Images No.17 - 23 Some of the flora and fauna found within the dune areas. Not the chameleon in images No. 22 & 23 which was found within the dunes.
Image No.24 - Readout from one of the Differential Global Positioning Systems (DGPS) used on the project to gain very accurate position fixes. Image No.25 - Aolian transport occurring over the beach on 9th February. The moving sand appears as three light bands from left to right in mid-picture. Image No.26 - Aolian transport at the point of the Praia de Faro. The steep cliff (0.7m high) has been smoothed out as sand has been deposited after passing over it. Image No.27 - Aolian bed ripples in front of the cliff in image No. 26. Image No.28 - More sand being blown over the Praia de Faro site. Image No.29 - A member of the University of Amsterdam weighing aolian transported sand samples caught in a sand trap. Image No.30 - Deposits of sand in the lee of shells shows the dominant wind direction after strong winds.
Images No.31 - 35 Views of the Fuseta inlet to the north of the new inlet at the Praia de Faro. Image No. 36 - Two members of the WHOI team surveying the Fuseta inlet. Image No.37 - University of Bordeaux transect after a few days of data collection shows that alongshore sediment transport has been high. Compare with image No.11.
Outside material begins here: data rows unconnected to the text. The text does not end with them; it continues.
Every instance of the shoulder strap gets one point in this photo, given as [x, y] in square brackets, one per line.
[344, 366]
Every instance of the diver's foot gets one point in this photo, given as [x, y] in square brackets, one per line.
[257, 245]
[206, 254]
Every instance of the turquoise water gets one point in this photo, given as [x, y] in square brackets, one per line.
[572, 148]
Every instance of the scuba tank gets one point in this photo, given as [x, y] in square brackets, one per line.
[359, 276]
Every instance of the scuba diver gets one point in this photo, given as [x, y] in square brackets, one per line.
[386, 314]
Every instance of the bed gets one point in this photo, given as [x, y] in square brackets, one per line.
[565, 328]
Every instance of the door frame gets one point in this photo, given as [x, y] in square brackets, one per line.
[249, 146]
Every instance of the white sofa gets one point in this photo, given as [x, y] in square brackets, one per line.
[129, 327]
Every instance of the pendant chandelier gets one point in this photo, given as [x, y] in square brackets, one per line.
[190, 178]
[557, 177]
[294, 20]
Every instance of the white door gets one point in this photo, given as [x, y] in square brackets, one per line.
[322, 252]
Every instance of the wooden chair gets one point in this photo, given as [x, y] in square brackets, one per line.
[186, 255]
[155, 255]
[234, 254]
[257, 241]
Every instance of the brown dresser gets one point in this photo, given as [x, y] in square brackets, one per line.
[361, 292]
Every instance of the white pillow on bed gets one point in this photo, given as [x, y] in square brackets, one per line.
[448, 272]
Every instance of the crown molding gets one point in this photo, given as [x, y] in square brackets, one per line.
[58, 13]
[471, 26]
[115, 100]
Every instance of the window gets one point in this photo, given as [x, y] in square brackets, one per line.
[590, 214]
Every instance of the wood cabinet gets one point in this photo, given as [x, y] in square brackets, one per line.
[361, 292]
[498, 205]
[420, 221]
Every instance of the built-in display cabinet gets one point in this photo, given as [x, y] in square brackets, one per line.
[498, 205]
Images No.38 - 51 Views of the inside tip of the inlet on the Praia de Faro side showing the variation in beach topography with time. Images were taken every 2 to 3 days. The changes to the beach profile were connected to the wave climate outside the lagoon. Waves refracted inside the entrance from the surf zone predominantly on the flood tide when resistance to incoming flow was lowest. Visual observations showed that these would cut small cliffs into the beach face with these sometimes surviving the next tide when a new lower cliff formed (Images No. 46 & 47). Under higher wave conditions large bedforms developed as seen in image no. 50.
Images 52 - 56 Beach cusps and waves associated with their formation and maintenance under calm conditions. These features had regular sacings with wavelengths of approximately 30m. Longevity was afforded by a sustained period of shore normal approaching waves with small wave heights. The geometry of the cusp basins allowed a simple feedback mechanism to concentrate waves within each of the basins maintaining while protecting the "ridges" from significant wave attack. The cusps were observed to remain fairly stationary and did not migrate.